There are a lot of Josh Smiths involved in athletics including one on the CU Ski Team and another who plays basketball for the Atlanta Hawks. So with a very common name, football player Josh Smith tries to make himself stand out which he does both on the field and by his nickname.
Smith goes by the name "J-Fly," a title his older brothers gave him when he was little and used to dress up all flashy in their clothes and pretend he was someone famous, like P. Diddy. And Smith brought the name with him all the way to CU.
"A lot of people share my names because they're both real popular; that's why I had to convert over to 'Fly,'" Smith said. "I mean there's a lot of Smiths, but no one's 'Fly Smith.'"

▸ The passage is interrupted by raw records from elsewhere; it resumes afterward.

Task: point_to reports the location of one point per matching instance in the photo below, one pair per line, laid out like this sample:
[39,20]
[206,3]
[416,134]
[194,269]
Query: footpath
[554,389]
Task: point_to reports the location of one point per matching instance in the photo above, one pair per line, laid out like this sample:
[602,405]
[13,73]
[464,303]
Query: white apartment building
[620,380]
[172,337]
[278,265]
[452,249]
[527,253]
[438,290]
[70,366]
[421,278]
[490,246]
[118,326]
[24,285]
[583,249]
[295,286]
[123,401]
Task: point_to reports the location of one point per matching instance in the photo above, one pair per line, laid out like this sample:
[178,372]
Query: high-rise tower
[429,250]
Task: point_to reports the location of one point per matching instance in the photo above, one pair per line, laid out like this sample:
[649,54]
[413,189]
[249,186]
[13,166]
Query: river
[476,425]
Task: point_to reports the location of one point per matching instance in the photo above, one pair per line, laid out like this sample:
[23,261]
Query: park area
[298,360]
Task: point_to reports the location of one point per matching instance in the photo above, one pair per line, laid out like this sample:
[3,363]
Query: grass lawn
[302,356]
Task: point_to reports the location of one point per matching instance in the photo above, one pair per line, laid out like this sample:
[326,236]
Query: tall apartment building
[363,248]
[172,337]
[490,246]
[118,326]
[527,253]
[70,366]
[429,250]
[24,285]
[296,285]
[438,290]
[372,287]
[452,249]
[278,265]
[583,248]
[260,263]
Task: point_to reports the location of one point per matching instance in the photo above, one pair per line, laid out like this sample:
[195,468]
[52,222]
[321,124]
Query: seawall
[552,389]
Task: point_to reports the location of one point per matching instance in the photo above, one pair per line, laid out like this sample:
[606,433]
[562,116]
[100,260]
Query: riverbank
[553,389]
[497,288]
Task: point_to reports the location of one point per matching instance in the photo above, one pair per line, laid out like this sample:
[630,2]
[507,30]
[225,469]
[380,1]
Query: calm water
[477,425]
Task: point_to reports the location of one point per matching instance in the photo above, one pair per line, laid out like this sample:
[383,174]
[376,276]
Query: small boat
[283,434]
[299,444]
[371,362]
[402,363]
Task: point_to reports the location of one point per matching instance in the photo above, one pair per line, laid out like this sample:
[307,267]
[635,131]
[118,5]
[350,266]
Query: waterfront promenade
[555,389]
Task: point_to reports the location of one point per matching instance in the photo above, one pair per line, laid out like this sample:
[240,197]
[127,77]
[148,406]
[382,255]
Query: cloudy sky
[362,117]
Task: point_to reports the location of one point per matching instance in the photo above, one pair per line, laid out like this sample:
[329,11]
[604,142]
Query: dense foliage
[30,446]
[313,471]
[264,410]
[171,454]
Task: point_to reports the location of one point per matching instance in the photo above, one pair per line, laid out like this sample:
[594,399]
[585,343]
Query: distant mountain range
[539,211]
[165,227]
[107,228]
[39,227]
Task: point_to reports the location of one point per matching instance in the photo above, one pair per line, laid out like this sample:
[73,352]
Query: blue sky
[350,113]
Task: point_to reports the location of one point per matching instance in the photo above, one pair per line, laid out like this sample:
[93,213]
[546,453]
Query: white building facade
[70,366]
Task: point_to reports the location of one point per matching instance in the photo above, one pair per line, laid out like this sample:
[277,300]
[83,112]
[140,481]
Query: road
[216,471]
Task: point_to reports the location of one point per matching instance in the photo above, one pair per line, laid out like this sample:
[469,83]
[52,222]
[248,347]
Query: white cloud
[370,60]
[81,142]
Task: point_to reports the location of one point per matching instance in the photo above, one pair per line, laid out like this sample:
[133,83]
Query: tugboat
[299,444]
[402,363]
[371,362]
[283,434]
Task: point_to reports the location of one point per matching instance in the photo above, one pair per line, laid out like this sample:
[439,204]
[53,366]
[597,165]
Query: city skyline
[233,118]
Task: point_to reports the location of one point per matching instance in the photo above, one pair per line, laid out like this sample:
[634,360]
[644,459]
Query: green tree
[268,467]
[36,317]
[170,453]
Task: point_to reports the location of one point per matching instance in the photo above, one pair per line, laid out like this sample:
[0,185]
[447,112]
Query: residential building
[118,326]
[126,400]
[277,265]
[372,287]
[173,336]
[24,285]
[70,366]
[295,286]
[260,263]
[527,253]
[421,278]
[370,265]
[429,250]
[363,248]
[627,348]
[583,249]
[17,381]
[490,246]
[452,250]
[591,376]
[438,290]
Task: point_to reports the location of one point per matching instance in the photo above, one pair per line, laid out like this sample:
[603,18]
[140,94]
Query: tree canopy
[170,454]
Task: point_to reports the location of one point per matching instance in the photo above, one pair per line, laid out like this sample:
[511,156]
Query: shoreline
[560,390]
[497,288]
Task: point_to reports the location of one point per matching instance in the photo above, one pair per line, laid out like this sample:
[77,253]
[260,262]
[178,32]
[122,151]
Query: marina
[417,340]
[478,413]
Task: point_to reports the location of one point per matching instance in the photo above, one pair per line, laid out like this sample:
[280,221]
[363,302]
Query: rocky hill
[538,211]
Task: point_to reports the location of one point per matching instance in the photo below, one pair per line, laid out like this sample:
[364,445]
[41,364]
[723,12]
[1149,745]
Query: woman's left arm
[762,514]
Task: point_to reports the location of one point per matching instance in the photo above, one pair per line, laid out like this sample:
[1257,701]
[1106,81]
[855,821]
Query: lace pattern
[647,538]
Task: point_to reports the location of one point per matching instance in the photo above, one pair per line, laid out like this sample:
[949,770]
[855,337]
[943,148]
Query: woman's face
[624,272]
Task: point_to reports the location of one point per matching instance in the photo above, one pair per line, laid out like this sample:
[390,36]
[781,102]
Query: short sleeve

While Smith originally got the nickname for his flashy clothing style, the nickname could be interpreted another way since return man Smith is hard to catch, just like a fly. He's very good in open space, which he credits to his explosiveness.
"When I get the ball, I'm straight downhill," he said.
Smith set CU's season kickoff return record last year with a 93-yard touchdown run in the Buffs' 2008 season-opener against Colorado State.
"[Josh] does a really good job of playing without fear back there," Riddle said. "He does a nice job of catching the ball and then he's got speed and he's very lucid in the open field. So all of those things combined together make him a great returner."
While the place kicker, the punter, and the return man are some of the special teams positions that get the most recognition, there are a lot of other guys on the special teams unit who work their tails off to contribute on the field too.
Coach Riddle says the Buffs have more depth in special teams this year than last. Players like junior Jimmy Smith and sophomore Markques Simas will be starting on defense and offense, respectively, but they will also be big factors for the special teams unit.
"They're out there working their tails off whether they're on the coverage team or the scout team," Riddle said.
Some other guys who are standing out, according to Riddle, are junior Jalil Brown and sophomores Travis Sandersfeld and Arthur Jaffe. Seniors Matt DiLallo and Justin Drescher are always solid special teams guys, and Riddle says both have been excelling this spring. The Buffs also have some depth in junior Bret Smith and sophomore Matt Meyer.
"We've had a really marked improvement in our coverage in general, and I think a lot of that is that we have a little bit more depth now," Riddle said. "But a lot of that's just an attitude."